We seem to have before us a dichotomy between a single designer-created universe and a multiverse from which we, ourselves, have anthropically selected one (of many) that particularly happens to support our own kind of life. The coincidences in the physical constants do appear to be overwhelmingly improbable and the process of spontaneous symmetry breaking that led to them would seem to preclude any inherent compulsion towards the eventual formation of carbon based life. So from this it is indeed tempting to deduce that some greater space for universal possibility exists - or that the sole universe has been cleverly assembled.

But what can we say about other outcomes had the initial symmetries broken in different ways? Just how is it that we can say with confidence that other random draws would result in different kinds of physics that couldn't support life capable of looking back on itself as we are doing here?

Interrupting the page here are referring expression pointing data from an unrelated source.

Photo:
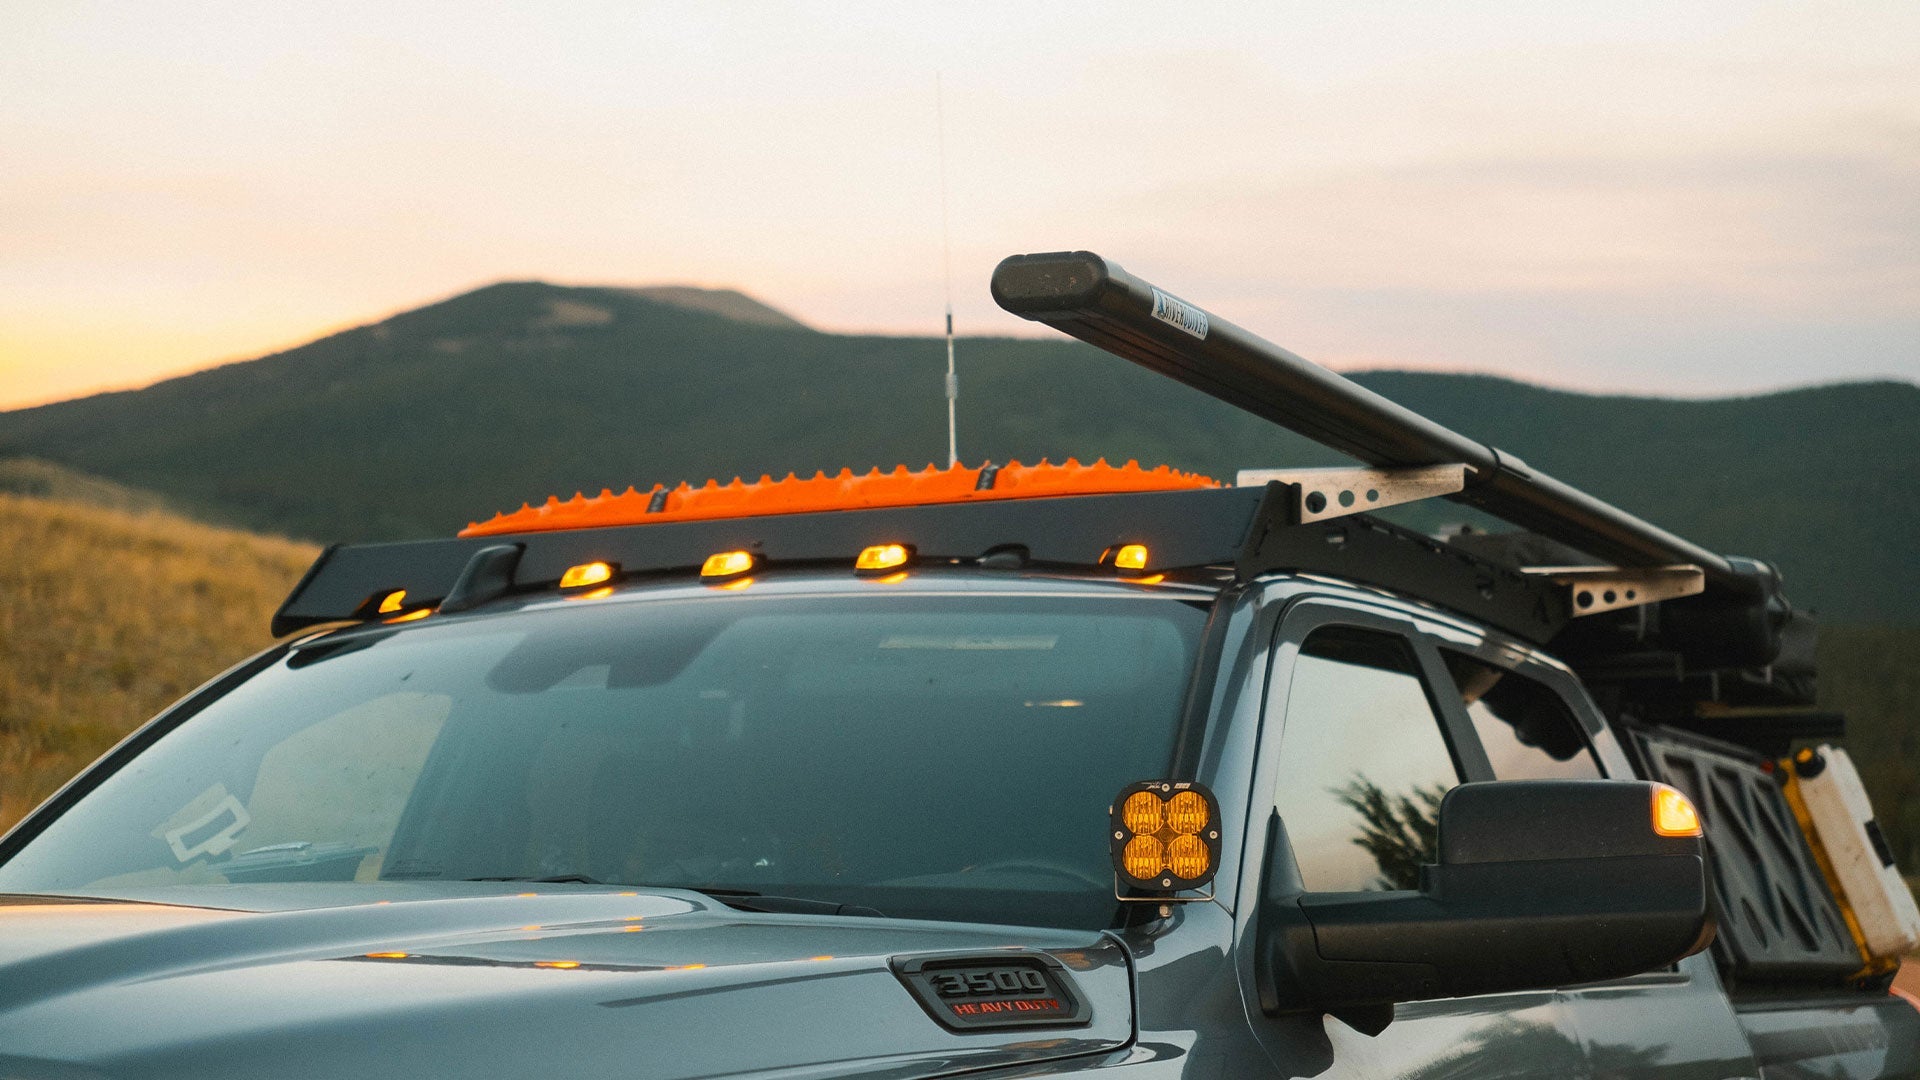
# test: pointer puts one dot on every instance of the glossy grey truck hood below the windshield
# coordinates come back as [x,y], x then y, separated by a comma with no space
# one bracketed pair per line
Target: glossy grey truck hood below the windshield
[567,981]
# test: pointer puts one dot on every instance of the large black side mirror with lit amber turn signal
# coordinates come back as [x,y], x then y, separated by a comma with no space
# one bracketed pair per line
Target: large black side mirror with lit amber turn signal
[1541,883]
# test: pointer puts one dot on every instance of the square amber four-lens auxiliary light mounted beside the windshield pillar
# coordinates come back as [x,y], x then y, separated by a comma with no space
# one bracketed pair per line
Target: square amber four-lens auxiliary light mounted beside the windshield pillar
[1164,837]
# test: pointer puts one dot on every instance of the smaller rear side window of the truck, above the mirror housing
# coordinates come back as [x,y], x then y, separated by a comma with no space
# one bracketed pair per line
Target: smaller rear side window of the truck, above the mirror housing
[1525,727]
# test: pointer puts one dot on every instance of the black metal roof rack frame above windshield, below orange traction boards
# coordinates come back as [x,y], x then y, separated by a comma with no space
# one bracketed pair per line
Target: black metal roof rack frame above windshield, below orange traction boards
[1249,529]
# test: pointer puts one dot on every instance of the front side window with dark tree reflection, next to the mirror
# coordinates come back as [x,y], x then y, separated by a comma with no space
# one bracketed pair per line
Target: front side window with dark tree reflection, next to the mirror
[1362,764]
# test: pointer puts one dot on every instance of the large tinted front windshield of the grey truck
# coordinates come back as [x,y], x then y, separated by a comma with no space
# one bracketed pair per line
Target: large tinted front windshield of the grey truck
[944,756]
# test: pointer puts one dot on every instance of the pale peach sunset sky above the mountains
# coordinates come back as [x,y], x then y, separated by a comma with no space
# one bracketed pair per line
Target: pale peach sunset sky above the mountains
[1662,199]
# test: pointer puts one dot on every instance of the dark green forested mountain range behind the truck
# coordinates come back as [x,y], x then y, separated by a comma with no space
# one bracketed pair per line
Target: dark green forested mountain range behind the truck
[441,416]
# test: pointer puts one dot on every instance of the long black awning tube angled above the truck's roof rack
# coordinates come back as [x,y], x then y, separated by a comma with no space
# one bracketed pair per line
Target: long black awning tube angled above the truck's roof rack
[1099,303]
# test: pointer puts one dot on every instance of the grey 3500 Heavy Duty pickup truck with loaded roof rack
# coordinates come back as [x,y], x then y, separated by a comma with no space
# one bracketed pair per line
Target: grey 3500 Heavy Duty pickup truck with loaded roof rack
[1001,772]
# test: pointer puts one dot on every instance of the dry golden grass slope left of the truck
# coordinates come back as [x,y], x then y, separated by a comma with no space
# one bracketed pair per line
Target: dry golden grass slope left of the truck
[107,616]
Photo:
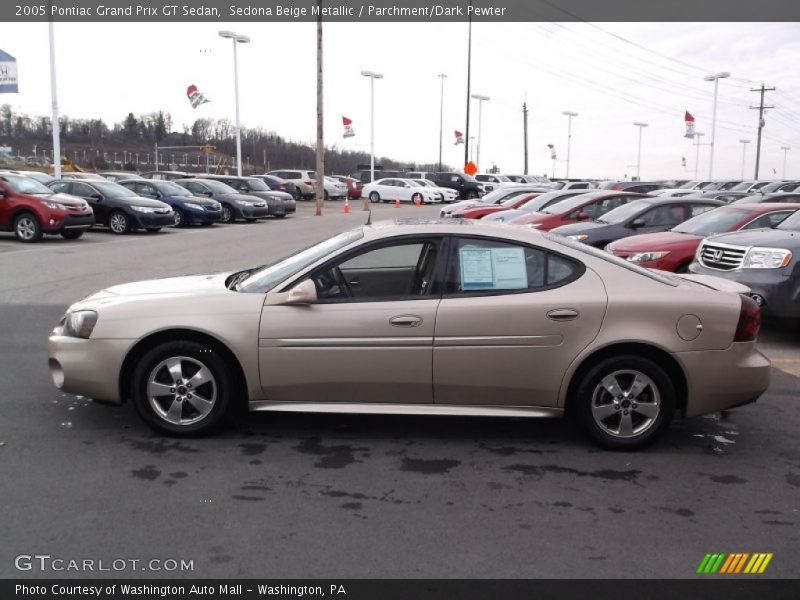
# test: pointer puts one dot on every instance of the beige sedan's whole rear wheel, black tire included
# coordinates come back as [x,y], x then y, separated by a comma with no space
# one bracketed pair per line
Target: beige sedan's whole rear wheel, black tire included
[659,392]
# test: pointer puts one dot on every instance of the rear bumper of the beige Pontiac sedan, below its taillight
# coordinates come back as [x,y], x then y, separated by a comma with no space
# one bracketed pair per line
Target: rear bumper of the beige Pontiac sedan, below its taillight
[723,379]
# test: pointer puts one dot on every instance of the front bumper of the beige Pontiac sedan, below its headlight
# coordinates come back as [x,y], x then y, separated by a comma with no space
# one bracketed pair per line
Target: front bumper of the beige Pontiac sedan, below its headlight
[87,367]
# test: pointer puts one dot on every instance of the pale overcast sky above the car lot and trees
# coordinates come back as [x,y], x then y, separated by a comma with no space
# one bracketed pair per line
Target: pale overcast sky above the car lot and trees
[611,74]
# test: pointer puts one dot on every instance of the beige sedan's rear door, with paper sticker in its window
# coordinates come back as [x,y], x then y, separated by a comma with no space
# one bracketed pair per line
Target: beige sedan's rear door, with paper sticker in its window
[511,320]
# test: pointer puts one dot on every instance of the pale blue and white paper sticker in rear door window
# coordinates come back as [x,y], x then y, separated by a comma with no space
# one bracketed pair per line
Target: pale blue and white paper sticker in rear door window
[493,268]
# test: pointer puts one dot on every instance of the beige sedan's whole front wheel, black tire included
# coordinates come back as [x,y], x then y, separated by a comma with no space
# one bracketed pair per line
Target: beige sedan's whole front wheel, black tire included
[182,388]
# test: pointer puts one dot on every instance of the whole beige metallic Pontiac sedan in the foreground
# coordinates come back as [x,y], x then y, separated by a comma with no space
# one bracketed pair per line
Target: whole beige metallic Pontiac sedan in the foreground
[422,317]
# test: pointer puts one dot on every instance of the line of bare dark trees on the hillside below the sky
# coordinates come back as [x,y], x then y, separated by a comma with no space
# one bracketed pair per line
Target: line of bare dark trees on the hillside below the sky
[265,149]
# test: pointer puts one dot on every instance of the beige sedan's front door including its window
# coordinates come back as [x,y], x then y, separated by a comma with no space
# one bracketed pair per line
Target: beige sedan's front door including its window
[369,336]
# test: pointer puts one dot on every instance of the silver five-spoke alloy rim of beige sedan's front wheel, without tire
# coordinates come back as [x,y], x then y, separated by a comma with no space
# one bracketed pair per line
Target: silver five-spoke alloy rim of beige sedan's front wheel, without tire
[181,390]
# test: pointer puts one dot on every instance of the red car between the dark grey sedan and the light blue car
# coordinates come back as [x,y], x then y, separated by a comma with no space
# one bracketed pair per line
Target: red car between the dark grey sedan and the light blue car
[591,205]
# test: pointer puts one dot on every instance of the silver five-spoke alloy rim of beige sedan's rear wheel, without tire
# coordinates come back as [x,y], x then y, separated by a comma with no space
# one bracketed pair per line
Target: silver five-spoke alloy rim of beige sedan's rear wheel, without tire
[626,403]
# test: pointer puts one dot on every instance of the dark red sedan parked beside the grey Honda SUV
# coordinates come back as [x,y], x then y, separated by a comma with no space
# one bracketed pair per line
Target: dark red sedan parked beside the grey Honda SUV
[673,250]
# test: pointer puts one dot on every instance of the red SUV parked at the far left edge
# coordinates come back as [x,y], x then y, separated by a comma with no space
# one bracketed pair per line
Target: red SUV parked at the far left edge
[30,210]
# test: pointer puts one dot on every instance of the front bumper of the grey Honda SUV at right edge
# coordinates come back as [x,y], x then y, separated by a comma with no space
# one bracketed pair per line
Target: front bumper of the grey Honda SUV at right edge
[780,291]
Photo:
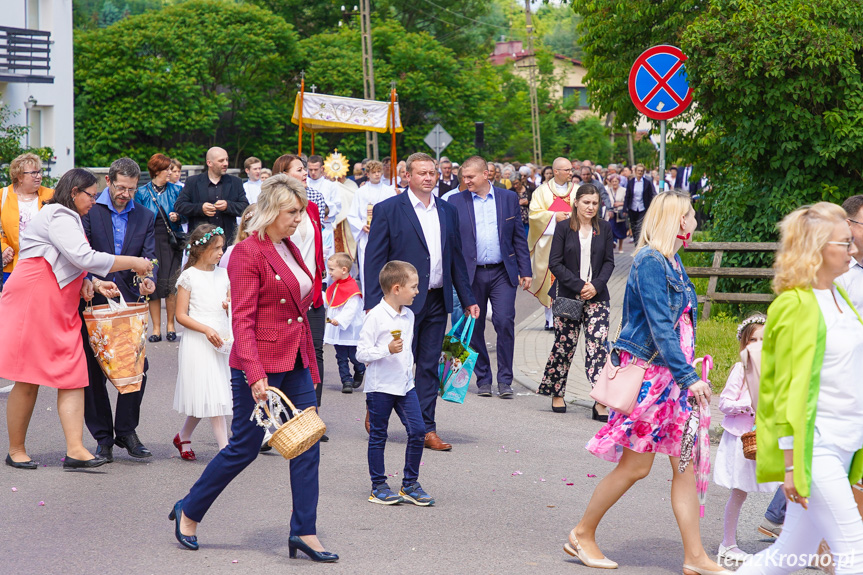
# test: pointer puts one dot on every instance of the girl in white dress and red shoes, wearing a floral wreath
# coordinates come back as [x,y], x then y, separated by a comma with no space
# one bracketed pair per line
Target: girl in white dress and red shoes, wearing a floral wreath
[203,375]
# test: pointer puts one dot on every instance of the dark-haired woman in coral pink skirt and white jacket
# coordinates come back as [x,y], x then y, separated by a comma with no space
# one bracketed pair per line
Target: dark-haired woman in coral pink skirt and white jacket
[40,304]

Notice, also, that the conclusion that we've been carefully assembled has the same empirical credentials as the conclusion that all Indians walk in single file on account of our empirical observation of one Indian's behaviour. In fact the conclusion that a sole universe exists (one that has been cleverly assembled) itself entails a metauniversal state from within which the supposed assembly takes place.

When it comes down to the core semantics "design" is ultimately a matter of selection. Sentient minds can consider a range of options and make an intelligent selection. Other systems can make insentient selections on the basis of geometry, eclectic or magnetic force etc. and things can be self selecting -- like respondents to certain kinds of surveys. In order to identify the specific type of design (selection) responsible for our existence we need to know far more about the context for our existence than we do.

Declaring that the empirical evidence leads us to a metaphysical designer-creator does nothing to distinguish this entity from a metauniverse full of potential for self-selection. Not one piece of empirical evidence gathered by Denton is capable of resolving this ambiguity. And let's not forget that this ambiguity consists of one, highly specific, proposition about sentience on an unprecedented and inexplicable scale against an insentient, functional, equivalent. Sentience is being drafted in to fulfill the same function as random variation allied with some form of natural selection. And yes, the phrase "natural selection" can apply just as well to non-biological as well as biological systems.